Length of the handles of amphora of type Dressel 10 (Ihm 1978).

The length of the handles of different amphora are given. Test with the appropriate methods if the variable is normal distributed

**file**:
* [henkel_amphoren.csv](https://raw.githubusercontent.com/BernCoDALab/smada/refs/heads/main/lectures/07/henkel_amphoren.csv)

---
class: middle, center

## F-Test

---

## F-Test [1]

### test for variance homogenity of two samples

**requirements**: two independend normal distributed sample of a metric scaled variable

`$H_0$` Both samples have the same variance (dispersion)

`$H_1$` Both samples have a different variance (dispersion)

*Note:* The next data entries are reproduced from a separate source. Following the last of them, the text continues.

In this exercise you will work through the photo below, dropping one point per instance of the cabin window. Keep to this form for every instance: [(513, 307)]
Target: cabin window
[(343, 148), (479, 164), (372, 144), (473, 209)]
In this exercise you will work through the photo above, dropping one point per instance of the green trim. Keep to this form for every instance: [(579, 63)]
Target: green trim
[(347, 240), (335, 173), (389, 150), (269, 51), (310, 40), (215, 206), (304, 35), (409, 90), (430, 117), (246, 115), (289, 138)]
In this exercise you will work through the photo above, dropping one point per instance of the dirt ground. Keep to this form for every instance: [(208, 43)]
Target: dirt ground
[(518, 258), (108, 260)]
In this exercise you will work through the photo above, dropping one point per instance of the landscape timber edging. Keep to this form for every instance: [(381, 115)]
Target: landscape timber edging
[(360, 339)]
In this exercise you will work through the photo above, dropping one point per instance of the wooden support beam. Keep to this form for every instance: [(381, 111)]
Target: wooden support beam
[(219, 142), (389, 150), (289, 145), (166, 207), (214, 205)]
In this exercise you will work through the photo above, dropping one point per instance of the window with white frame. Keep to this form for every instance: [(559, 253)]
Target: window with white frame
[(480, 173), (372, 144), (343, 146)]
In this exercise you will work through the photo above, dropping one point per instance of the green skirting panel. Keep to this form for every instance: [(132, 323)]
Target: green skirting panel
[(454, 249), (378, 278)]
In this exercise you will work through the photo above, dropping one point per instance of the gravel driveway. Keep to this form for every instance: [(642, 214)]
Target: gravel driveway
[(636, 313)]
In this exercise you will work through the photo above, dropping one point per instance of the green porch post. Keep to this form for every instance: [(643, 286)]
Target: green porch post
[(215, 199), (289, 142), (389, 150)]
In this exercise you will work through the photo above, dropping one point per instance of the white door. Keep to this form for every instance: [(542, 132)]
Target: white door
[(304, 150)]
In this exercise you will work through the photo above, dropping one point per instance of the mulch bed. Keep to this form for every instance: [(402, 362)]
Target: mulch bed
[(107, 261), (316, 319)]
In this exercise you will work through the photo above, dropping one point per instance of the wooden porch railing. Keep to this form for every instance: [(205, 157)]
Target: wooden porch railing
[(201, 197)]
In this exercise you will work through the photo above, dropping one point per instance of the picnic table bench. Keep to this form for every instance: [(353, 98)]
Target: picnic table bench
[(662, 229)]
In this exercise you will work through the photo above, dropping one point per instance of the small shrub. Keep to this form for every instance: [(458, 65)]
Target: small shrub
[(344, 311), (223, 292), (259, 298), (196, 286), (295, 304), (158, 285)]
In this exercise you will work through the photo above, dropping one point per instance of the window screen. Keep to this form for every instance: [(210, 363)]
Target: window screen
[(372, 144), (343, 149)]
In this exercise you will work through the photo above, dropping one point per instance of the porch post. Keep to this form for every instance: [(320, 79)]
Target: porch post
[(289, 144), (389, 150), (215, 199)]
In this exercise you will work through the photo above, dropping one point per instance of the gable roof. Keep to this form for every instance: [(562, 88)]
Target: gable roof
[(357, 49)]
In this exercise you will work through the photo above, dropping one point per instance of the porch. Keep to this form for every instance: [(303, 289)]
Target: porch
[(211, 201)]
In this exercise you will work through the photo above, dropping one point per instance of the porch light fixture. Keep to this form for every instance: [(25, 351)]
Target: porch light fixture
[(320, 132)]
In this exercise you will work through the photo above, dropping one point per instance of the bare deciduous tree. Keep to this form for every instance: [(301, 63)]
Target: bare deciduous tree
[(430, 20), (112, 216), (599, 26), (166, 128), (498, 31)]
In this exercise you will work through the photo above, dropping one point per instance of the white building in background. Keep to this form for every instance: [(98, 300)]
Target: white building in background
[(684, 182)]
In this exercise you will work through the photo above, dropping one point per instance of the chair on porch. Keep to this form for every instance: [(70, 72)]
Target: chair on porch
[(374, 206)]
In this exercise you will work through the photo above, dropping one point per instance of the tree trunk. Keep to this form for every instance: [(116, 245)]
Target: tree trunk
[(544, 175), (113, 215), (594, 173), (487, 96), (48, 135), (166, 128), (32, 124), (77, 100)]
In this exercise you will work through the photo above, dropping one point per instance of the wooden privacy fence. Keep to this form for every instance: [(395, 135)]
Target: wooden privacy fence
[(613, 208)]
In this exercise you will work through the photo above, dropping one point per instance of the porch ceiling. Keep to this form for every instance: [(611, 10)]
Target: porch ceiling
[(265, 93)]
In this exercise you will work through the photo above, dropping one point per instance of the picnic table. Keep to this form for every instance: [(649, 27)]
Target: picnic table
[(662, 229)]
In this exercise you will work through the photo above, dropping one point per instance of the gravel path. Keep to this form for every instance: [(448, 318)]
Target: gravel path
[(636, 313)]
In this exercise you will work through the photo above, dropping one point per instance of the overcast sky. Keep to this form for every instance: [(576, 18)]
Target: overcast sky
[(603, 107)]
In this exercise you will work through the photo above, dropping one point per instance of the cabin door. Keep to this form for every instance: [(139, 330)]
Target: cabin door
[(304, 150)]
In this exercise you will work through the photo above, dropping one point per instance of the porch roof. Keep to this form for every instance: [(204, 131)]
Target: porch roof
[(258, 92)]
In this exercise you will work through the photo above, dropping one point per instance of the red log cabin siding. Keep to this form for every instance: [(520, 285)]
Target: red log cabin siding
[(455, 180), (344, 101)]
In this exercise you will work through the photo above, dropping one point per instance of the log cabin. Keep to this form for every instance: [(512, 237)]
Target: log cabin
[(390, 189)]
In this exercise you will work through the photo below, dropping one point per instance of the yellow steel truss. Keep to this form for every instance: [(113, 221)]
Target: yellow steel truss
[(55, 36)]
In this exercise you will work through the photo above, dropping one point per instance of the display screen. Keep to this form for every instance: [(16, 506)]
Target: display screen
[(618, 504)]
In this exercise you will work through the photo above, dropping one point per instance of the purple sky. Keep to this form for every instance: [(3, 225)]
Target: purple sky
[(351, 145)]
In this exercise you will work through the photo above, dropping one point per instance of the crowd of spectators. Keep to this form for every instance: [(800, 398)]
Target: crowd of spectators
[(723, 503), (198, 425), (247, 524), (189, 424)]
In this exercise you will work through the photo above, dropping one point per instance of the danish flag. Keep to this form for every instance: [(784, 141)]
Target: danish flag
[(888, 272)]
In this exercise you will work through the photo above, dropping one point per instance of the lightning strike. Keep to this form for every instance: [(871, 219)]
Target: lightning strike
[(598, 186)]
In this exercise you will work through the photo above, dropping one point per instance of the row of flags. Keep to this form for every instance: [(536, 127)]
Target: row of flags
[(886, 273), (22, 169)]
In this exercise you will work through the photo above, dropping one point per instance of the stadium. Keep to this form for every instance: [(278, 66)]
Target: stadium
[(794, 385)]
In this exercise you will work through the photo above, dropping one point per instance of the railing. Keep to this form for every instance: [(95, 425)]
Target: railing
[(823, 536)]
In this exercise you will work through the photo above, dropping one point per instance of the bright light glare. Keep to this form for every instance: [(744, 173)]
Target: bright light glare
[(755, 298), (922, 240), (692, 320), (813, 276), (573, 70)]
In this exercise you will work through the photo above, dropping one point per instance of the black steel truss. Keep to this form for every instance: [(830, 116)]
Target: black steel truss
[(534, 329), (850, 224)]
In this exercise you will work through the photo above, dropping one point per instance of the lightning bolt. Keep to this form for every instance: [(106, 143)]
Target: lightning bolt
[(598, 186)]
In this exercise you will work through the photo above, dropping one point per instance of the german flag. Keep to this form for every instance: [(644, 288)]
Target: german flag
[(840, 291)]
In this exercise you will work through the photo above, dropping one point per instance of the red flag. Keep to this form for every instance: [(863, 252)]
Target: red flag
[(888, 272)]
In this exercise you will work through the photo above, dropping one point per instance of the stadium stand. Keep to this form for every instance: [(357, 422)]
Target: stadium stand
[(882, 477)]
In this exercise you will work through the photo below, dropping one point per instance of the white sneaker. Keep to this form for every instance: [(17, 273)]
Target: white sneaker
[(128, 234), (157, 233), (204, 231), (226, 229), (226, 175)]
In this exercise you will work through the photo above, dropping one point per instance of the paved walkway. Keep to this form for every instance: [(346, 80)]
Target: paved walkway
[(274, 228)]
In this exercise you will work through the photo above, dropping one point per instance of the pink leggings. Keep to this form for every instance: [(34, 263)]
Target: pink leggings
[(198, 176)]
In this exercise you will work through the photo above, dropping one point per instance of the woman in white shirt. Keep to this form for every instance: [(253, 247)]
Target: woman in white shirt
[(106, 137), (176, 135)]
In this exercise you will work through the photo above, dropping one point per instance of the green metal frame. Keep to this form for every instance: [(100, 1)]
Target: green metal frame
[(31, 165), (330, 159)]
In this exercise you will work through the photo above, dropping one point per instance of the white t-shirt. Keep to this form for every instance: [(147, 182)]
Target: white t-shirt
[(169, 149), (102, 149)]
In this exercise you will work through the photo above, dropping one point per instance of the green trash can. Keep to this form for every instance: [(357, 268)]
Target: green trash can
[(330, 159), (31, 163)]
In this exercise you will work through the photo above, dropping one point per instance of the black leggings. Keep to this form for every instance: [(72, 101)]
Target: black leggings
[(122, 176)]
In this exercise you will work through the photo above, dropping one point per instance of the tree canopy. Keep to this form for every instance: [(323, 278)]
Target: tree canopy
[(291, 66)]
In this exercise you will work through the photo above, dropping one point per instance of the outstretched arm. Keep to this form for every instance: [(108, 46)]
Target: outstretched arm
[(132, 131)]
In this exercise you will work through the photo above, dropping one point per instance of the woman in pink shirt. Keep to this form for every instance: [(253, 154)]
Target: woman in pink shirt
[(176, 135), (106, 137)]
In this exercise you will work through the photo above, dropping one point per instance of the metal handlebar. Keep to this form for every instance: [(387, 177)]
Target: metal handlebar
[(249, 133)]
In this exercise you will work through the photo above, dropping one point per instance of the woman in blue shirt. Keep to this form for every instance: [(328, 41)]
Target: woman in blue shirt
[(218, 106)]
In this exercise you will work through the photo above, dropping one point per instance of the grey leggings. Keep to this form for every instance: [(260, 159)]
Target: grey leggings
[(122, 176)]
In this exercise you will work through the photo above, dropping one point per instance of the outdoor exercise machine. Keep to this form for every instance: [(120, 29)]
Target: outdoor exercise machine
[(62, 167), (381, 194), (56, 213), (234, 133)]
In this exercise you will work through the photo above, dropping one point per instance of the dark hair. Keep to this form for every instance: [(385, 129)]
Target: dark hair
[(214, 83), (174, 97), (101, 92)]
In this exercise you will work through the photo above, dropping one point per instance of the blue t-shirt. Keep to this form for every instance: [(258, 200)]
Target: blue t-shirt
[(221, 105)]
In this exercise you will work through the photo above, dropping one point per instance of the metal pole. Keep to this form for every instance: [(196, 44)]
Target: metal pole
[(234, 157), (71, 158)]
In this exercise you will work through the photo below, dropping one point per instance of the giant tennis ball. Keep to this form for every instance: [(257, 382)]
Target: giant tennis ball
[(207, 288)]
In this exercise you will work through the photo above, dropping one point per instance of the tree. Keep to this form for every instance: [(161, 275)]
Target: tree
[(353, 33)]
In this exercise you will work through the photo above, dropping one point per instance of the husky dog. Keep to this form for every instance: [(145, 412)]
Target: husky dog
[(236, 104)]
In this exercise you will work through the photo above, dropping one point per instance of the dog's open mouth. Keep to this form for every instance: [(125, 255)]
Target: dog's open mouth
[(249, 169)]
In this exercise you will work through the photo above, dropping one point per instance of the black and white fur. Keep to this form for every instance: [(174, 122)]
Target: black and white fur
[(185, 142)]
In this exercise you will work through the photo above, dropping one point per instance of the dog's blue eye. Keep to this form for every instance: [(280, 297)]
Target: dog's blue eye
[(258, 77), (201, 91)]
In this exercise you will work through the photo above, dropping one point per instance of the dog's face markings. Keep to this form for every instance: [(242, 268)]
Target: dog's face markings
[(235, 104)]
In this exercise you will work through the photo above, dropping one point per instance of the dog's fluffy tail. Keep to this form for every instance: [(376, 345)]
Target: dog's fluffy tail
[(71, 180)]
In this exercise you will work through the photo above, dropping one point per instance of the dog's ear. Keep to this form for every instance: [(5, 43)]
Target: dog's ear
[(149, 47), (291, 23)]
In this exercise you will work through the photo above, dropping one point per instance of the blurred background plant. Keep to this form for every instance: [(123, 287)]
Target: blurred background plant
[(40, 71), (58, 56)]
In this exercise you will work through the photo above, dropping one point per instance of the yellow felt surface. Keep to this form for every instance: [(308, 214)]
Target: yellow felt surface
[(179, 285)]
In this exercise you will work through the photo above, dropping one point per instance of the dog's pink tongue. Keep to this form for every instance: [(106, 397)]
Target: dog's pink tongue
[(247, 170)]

**Basic idea**: if both variances are equal, their quotient should be 1

$$
s_1^2 = s_2^2;\ then\ \frac{s_1^2}{s_2^2} = 1
$$

The quotient will be compared to a tabled threshold (eg. Shennan) according to degree of freedom ( `$df_1 = n_1 -1; df_2 = n_2 - 1$` ) and the desired significance level.

If the calculated quotient > treshhold, than `$H_0$` will be rejected, otherwise not.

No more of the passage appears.